Before irradiation, the low entropy and long power-down period heavily encumber throughput. As displayed in Figure 7a, the three almost coincident curves indicate that neither large memory capacity nor high clock frequency can produce reasonable throughput, as it cannot reach 1 Mbps even with memory capacity of 8 Mb and clock frequency of 667 MHz. Thus far, we can conclude that it is unpractical to generate true random bitstreams with high speed by utilizing the raw power-on values without irradiation.

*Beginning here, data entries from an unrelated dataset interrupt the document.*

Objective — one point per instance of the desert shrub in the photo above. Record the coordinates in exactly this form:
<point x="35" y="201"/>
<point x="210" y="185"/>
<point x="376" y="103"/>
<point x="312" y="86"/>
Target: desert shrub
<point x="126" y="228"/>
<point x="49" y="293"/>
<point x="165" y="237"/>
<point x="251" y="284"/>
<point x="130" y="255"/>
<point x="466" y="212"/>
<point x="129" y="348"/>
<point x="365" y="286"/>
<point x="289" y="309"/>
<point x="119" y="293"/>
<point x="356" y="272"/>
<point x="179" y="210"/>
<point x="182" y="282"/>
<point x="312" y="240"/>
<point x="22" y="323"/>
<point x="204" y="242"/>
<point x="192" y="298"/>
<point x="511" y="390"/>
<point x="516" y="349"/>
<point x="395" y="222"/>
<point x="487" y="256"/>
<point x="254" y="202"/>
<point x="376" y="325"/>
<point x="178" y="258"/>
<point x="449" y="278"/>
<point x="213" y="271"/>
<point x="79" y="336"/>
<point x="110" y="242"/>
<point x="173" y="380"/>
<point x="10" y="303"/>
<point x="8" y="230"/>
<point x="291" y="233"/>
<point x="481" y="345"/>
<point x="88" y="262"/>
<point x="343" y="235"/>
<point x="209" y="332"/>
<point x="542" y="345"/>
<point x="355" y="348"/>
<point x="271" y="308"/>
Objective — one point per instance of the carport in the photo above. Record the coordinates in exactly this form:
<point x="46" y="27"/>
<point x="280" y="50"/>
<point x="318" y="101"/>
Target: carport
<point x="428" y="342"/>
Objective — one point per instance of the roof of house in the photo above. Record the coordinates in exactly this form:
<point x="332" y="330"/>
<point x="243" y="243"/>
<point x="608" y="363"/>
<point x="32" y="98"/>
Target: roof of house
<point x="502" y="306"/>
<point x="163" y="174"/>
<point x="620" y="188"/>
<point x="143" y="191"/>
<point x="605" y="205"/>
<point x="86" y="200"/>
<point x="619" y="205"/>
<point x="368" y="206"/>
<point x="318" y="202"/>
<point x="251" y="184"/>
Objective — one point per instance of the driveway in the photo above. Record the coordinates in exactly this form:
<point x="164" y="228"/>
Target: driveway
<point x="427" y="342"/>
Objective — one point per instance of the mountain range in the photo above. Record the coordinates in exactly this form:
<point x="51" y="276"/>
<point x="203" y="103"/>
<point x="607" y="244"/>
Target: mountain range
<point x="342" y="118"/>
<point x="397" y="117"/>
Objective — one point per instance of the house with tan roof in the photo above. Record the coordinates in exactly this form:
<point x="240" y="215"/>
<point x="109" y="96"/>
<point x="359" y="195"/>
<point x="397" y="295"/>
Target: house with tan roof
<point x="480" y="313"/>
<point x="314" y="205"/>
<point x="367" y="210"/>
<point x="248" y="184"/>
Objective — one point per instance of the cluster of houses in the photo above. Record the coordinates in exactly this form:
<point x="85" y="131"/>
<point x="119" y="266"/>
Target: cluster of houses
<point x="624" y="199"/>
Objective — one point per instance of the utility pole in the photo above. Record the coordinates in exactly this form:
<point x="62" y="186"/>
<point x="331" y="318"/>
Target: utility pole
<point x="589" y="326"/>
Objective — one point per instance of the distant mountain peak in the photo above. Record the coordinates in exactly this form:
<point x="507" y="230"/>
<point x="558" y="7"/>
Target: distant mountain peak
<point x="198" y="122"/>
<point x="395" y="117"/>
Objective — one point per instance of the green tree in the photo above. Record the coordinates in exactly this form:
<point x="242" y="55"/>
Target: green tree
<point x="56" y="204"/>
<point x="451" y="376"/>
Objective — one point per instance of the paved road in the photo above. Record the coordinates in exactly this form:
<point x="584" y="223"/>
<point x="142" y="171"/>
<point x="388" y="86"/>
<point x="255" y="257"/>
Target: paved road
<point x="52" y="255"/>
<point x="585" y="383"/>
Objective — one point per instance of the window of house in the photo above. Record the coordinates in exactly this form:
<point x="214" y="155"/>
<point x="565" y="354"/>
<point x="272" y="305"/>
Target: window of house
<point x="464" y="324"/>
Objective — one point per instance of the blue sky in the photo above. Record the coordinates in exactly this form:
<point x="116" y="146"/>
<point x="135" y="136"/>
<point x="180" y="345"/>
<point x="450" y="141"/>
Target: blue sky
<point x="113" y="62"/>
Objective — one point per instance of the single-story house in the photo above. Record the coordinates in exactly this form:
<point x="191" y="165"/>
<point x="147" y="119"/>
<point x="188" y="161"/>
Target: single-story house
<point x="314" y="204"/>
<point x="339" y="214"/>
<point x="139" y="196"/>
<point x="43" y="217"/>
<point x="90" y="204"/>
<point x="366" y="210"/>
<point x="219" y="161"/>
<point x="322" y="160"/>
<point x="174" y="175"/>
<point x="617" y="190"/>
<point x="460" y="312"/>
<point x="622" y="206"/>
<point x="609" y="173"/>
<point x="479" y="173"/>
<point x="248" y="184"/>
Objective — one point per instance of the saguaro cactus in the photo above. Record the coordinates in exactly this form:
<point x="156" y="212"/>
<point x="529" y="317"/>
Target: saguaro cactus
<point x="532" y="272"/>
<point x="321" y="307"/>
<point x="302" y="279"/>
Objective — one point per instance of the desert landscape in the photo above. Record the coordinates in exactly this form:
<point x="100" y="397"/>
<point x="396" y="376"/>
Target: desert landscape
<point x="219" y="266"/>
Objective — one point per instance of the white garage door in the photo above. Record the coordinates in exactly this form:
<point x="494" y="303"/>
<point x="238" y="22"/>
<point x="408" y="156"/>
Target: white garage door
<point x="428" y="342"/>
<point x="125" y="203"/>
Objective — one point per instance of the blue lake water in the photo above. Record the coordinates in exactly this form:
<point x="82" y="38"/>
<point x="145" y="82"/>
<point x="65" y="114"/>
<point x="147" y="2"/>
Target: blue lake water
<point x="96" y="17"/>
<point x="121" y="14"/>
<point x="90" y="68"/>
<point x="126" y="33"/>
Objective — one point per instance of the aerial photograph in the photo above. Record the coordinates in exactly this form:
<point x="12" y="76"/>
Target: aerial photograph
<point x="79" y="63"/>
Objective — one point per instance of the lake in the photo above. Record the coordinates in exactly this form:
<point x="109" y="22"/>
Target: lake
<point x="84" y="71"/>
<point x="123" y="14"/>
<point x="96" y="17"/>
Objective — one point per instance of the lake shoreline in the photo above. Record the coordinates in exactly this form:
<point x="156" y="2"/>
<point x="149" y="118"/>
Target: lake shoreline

For the chip under 2 Mrad, random bitstreams with high throughput can be obtained due to the mutual improvements of both randomness and throughput benefiting from irradiation exposure. As shown in Figure 7b, both large memory capacity and high clock frequency vigorously motivate the throughput. It also shows that the throughput can be widely adjusted according to the application requirements by using different clock frequencies and memory capacities. Of course, at a certain clock frequency, the throughput gradually reaches its saturation point with the memory capacity increase. This characteristic can also provide a reference for optimized design of a TRNG.

Finally, a comparison with prior works is presented in

Table 2. Comparison with prior works.

	[1]	[21]	[11]	[45]	This Work
Min-entropy of SRAM power-on values	0.02	0.5	0.89	0.103	0.75
Type of conditioned bitstreams	Pseudorandom	--	True random	Pseudorandom	True random
Throughput of conditioned bitstreams	40 Mbps	--	--	--	178 Mbps
NIST SP 800-22 tests on conditioned bitstreams	Pass	--	Pass	Pass	Pass
Postprocessing	Hash	--	Hash	Hash	Hash
Normal storage function	Yes	Yes	No	Yes	Yes

. The entropy of SRAM power-on sequence obtains more significant improvement by impact of ionizing irradiation, and our proposed SRAM-based TRNG can generate true random bitstreams with higher throughput, rather than obtaining a true random seed to instantiate a deterministic random bit generator (DRBG) and generate pseudorandom bitstreams [21].

6. Conclusions

In our work, a novel SRAM-based TRNG is proposed; its implementation consists of two phases: irradiation exposure with zero voltage bias and hardware postprocessing. During the irradiation phase, the TID effect is utilized to make SRAM cells less mismatched and hence to obtain more random power-on values. The experiment results show that the min-entropy of SRAM power-on values can increase over 20 times as ionization dose is accumulated to 2 Mrad(SiO₂). Besides, the minimal power-down period between two successive power-on cycles can decrease from approximately 250 ms to about 1.5 ms, which makes a great contribution to the throughput of a TRNG. In the subsequent hardware postprocessing, SRAM chip should be repeatedly powered up; during each power-on cycle, SRAM power-on values are conditioned into true random bitstreams by means of SHA-256. One implementation on FPGA can generate bitstreams with throughput of 178 Mbps, which can pass all NIST SP 800-22 tests.